2Feelings as signposts
The Examen takes your emotions seriously — not as the boss of the spiritual life, but as evidence worth reading. Where you felt most alive and at peace may be pointing toward where God is leading you; where you felt persistently drained, resentful, or hollow may be pointing at something that needs his healing or your honesty. You don't analyze any of it alone — you notice it, name it, and talk to God about it. Over weeks, patterns emerge that one night can't show you. Many people find the Examen quietly becomes the place where the big decisions of life first come into focus.
3Making it stick
Attach it to something you already do every night — after brushing your teeth, or as the last thing before lights-out — because a prayer with no anchor in the routine evaporates within a week. Keep it short: ten unhurried minutes beats thirty ambitious ones you'll abandon by Thursday. And if you fall asleep halfway through step two, you have it on good authority that falling asleep in the middle of saying thank you to God is a perfectly good way to end a day.

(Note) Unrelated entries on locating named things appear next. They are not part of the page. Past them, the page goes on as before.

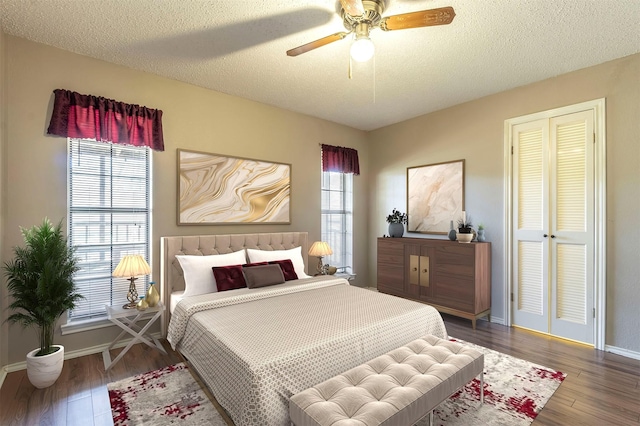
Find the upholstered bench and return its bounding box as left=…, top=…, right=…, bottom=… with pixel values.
left=289, top=336, right=484, bottom=426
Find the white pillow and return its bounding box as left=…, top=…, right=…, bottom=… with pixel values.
left=247, top=247, right=310, bottom=278
left=176, top=250, right=247, bottom=297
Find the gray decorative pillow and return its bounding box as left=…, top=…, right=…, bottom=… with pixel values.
left=242, top=264, right=284, bottom=288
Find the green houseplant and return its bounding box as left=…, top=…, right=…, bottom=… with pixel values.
left=3, top=218, right=83, bottom=387
left=387, top=209, right=408, bottom=238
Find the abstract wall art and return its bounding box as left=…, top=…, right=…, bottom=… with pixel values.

The Examen is built on a simple conviction: God was present in your ordinary Tuesday, and ten honest minutes are enough to start noticing him there.
Reflection Questions
- 1
The Examen assumes God can be found in an ordinary day — not just in church. What would you look for differently tomorrow if you really believed that?
- 2
Step three asks you to notice your strongest feelings without judging them. Which feeling from today would you bring to God tonight, and what might it be pointing to?
- 3
What would it take to try the Examen for five nights this week — even just the three-question short version before sleep?